While the message was clearly about unity in the Christian faith, I couldn't stop thinking about how it applies to feminism. (Those thoughts are still filtering through my brain, but more on that to come!)
A framework was presented to help us maintain unity, even with the people who anger us or disagree with us: it's a simple 1, 2, 3.
Start with 1: these are the absolute core convictions. The root beliefs that everyone shares. For Christianity that would probably amount to something about Jesus dying to save people from their sins.
Jump to 3: these are the things that people who agree with and deeply care about the core convictions will disagree about. In Christianity that would include things like who to baptize and when, how to administer communion, birth control, gender roles, pacifism, use and pursuit of money, etc. These are not core, but they are the things that churches split over.
2 is unity. It is supposed to be more important than our views on the 3's. It allows us to be angry, fight, disagree, and stick together.
This model requires a lot of forgiveness. A lot of seeing things from someone else's perspective. A lot of allowing people to pursue a path that you deeply disagree with, because unity is more important.
So here are my questions:
How do you enact this in a way that doesn't just keep existing oppressor/oppressed dynamic in place? How do oppressors become equally invested in this kind of unity instead of the status quo?
I think that those who have been oppressed are already forced into this model just by remaining a part of society. The 3's they/we forgive include everything from microaggressions from teachers, employers, partners, and friends to outright racist, sexist, homophobic, etc, policies from those same sources. Oppressors (also they/we), on the other hand, have little practical need to forgive or recognize other perspectives.

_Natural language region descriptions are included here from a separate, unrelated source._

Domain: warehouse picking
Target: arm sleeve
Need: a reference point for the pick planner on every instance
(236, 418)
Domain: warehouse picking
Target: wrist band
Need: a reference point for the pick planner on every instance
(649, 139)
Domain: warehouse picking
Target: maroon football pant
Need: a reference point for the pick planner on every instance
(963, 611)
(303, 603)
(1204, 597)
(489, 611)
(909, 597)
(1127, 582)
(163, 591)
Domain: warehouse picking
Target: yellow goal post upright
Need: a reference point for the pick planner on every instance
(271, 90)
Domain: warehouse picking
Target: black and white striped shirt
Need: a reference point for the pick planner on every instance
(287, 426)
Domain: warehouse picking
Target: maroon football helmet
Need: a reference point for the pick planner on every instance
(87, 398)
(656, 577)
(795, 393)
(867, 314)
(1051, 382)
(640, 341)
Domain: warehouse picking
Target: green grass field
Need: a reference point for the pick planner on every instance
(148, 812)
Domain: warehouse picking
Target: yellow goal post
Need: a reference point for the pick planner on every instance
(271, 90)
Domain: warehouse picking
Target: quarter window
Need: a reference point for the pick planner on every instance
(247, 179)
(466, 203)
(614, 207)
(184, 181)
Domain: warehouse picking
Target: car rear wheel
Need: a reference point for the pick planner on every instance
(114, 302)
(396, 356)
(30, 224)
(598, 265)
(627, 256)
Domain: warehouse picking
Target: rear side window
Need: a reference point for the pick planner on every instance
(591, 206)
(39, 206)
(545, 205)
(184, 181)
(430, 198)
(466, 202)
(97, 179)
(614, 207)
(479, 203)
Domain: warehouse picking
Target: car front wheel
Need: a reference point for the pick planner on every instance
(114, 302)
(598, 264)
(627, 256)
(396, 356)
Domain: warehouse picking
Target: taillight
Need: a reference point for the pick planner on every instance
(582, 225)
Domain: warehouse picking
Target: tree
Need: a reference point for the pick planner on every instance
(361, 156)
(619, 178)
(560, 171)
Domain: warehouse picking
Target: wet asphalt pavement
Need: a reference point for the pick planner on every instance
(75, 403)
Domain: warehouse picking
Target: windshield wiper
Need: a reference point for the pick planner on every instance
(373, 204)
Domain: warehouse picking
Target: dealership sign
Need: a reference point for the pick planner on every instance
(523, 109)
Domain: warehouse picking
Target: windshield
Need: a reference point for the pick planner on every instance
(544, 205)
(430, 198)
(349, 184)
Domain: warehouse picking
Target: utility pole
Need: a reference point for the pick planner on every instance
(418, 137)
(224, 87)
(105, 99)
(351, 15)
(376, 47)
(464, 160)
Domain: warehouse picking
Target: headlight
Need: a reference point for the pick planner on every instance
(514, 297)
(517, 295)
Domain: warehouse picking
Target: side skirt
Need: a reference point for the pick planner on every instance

How does this work with someone who we not only disagree with, but who we perceive to be actively working against the 1 we share? Do we disentangle our 3's from our 1's and view them as separate? Is that possible?
We tend to see our 1's and 3's as deeply interconnected. The 3's are not just extras, they are the way we live out, express, and work to advance the cause of our 1's. So while some 3's are things I can simply agree to disagree on, others I will see as actively harming or working against my core beliefs. That is a lot harder to let go.